We also eliminated open positions, adjusted our bonus structure and suspended our four zero one match until further notice. These are hard but necessary decisions. We have also continued to work on rightsizing our facilities and distribution footprint. Our second team is focused on marketing effectiveness. We have eliminated several large legacy marketing programs from last year.
We are also focused on a return on ad spend as a critical metric. Our marketing team led by our CMO, Liz Van Zura is incorporating a contribution margin analysis model to inform our return on ad spend targets. In addition, we are actively eliminating unprofitable sponsorships. As you can tell, we are working to directly tie our marketing investments to profit generation and will adjust as appropriate. Our third team was focused on pricing strategies.
We are aware that conflicts arose in the solo stove retail channel due to our heavy promotional approach in our DTC channel last year. We have now revised our promotional calendar so that our DTC channel and retail partners are fully aligned. Although this significantly impacted Solo Stoves direct to consumer results, this is a necessary change to align our direct to consumer strategy with our key retail partners. In addition, we are implementing a strategic repricing of our portfolio where warranted and terminating low profit retail programs. Our fourth team was focused on product innovation.
We believe that product innovation plays a critical role on our strategy.
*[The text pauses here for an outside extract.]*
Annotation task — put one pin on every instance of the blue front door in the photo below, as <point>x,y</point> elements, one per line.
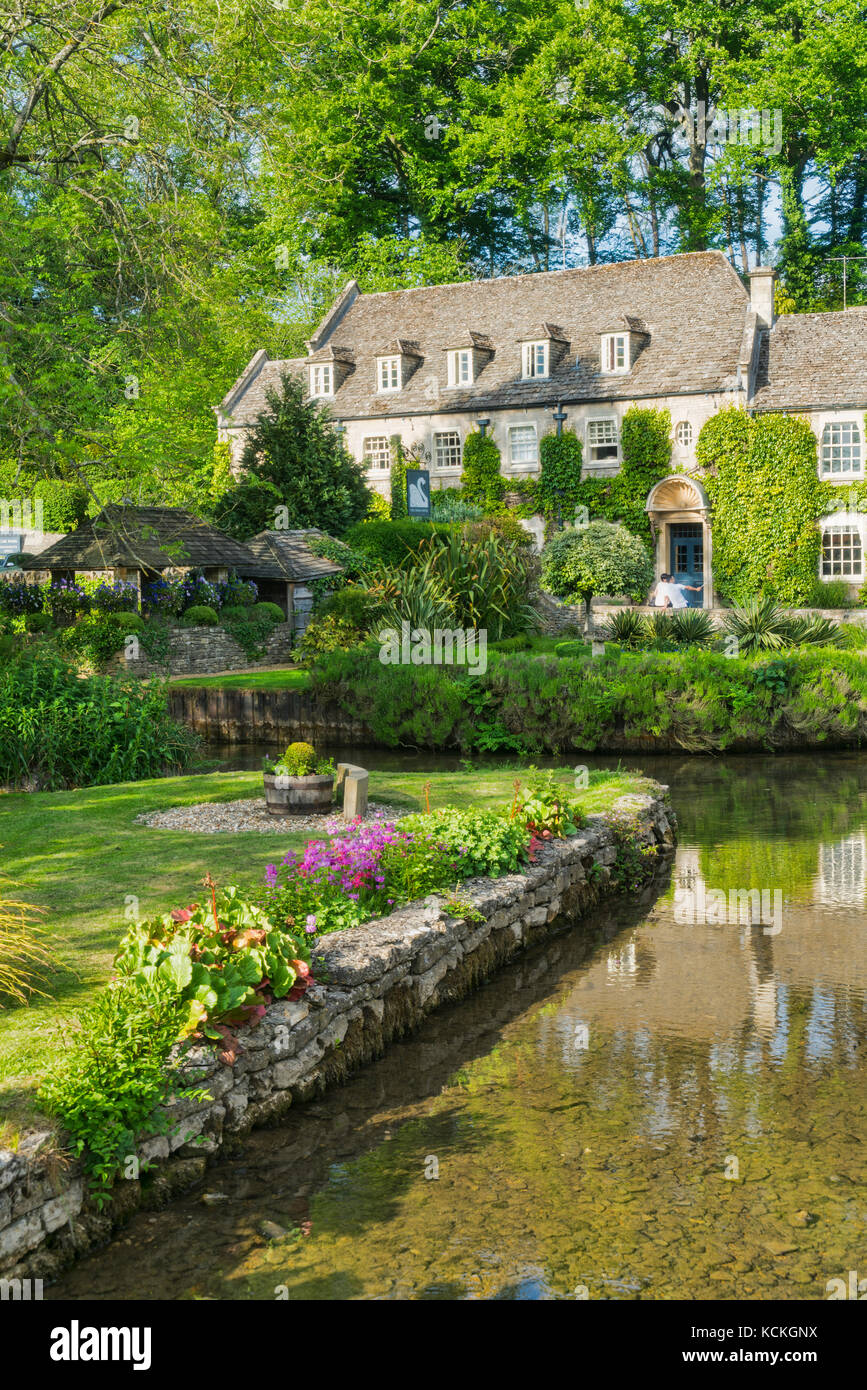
<point>687,560</point>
While Chubbies and Watersports have continued to innovate with some great new products, we are excited to share that we have stepped up the innovation in our Solo Stove division with five new products launching this year, beginning with the introduction of our new Windchill 47 cooler hitting the markets this week. We anticipate these new product launches to ramp up this summer with more visible financial impacts expected in Q4. With these premium brand launches, we will be intentionally less promotional. We also plan to bring our best strategic retail partners into the newness by way of some exceptional exclusive products in the future.
We are tracking and reviewing the company’s aggressive profit focused initiatives weekly and recognize that measuring our progress is critically important. Also, we expect that establishing consistent repeatable processes will enhance and accelerate operational efficiencies today and in the future. We will amplify new product launches with thoughtful marketing spend to generate sustainable returns. This is a metrics based mindset that we anticipate will drive improving profitability at Solo Brands. We are still in the early innings, but our vision is clear.
We have adjusted our business approach and culture to deliver improved bottom line results. As we execute our measured value accretive initiatives, we expect to stabilize our performance in the second half of the year. Since we are working with our lenders on addressing the company’s debt structure, we know that a Q and A session would require us to say no comment a lot. So we are holding off answering investor questions until we can speak about the details. Thank you for continuing to follow our company and taking this journey with us.
We look forward to providing operational and financial updates on the company as we progress. Have a great day.
Conference Operator: The conference has now concluded. Thank you for attending today’s presentation. You may now disconnect.